En Guyane, le défi de l'accès à l'école

En Guyane, tous les enfants ne pourront pas être accueillis à l'école lors de la rentrée : dans ce département où un habitant sur trois est en âge d'être scolarisé, la construction de nouveaux établissements peine à suivre la croissance démographique.

Par Guillaume Reuge (AFP)

Ce lundi, 89 000 élèves font leur rentrée dans le premier et le second degré. Mais nombre d'entre eux sont privés d’accès à l’éducation.

Un « phénomène réel mais difficile à traiter sans chiffres précis », analyse le recteur du département, Philippe Dulbecco, « nous sommes en grande difficulté face à lui car nous ne le connaissons pas assez bien ». Selon la Cour des comptes, 10 000 jeunes sont restés aux portes des écoles en 2020 en raison du manque de places dans les établissements et du maillage du territoire.

Au dernier recensement de l’Insee en 2017, plus de 84 000 étrangers étaient présents sur le sol guyanais sur 252 338 habitants, soit le tiers de la population. Aujourd’hui la population est estimée à 300 000 habitants. « Dans les centres urbains, la proportion d’élèves allophones peut atteindre 80% dans certaines écoles », estimait la Cour des comptes. Des élèves qui ont absolument besoin d’être scolarisés pour apprendre le français.
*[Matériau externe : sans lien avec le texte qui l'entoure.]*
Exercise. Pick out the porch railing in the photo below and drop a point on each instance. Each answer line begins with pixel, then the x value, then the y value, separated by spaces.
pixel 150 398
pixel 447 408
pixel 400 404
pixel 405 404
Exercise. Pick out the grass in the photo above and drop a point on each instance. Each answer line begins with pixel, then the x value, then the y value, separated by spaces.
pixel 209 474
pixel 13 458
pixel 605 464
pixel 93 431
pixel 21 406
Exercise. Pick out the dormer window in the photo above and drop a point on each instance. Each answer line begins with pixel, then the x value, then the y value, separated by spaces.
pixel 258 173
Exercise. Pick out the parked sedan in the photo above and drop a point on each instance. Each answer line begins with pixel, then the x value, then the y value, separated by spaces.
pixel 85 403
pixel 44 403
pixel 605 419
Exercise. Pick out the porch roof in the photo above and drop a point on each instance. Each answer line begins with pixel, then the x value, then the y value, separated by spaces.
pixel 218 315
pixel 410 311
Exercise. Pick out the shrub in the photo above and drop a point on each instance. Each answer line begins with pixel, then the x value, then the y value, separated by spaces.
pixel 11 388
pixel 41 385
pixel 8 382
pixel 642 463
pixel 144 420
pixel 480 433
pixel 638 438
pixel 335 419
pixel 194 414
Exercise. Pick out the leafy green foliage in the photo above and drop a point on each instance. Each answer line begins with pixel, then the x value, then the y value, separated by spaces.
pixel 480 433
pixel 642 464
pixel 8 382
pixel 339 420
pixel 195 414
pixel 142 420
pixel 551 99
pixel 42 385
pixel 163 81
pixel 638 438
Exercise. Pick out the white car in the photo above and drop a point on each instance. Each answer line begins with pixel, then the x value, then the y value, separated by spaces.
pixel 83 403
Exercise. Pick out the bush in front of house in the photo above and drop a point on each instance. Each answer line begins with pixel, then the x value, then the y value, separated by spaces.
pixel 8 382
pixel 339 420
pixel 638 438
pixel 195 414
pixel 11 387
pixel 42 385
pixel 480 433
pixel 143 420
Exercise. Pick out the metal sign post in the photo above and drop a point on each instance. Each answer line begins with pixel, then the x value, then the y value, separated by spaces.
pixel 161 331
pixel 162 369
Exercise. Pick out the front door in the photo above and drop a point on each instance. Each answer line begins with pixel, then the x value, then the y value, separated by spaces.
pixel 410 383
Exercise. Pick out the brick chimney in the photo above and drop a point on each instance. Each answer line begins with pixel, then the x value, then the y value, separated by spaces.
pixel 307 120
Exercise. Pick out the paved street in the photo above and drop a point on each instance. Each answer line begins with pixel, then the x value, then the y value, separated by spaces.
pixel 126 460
La vitalité démographique guyanaise (le taux de natalité y a atteint 26,4 pour 1 000 habitants, contre 11,1 dans l’Hexagone) a fait grandir sa population de 30 % entre 2009 et 2019. Résultat, le taux de remplissage a dépassé les 100 % « dans la quasi-totalité des établissements », relève Annie Robinson-Chocho, la vice-présidente de la collectivité territoriale de Guyane en charge de l’Éducation.

« Il y a un goulot d’étranglement à l’entrée à l’école. Toutes les mairies ont des listes d’attente », assure Florent Hennion, le secrétaire académique du Snes-FSU. « Mais cette problématique touche aussi le second degré ». En 2019, la Guyane comptait 169 écoles et 44 collèges et lycées publics. Insuffisant pour Florent Hennion, alors que « chaque année 3% d’élèves en plus sont à scolariser »  et 4,7 % dans l’ouest du département.

Communes isolées

« À Saint-Laurent, la plus grande ville du bassin du Maroni, une école élémentaire est construite tous les dix-huit mois. Les collèges n’ont pas le temps d’être nommés et sont appelés par des numéros: collège 1, 2… », raconte-t-il.

Autre problème, « les élèves sont scolarisés là où il y a de la place, pas forcément dans leur secteur défini par la carte scolaire. Sauf qu’il faut des moyens pour prendre le car. Et beaucoup de familles ne les ont pas », explique Pascal Briquet, secrétaire général de l’Unsa.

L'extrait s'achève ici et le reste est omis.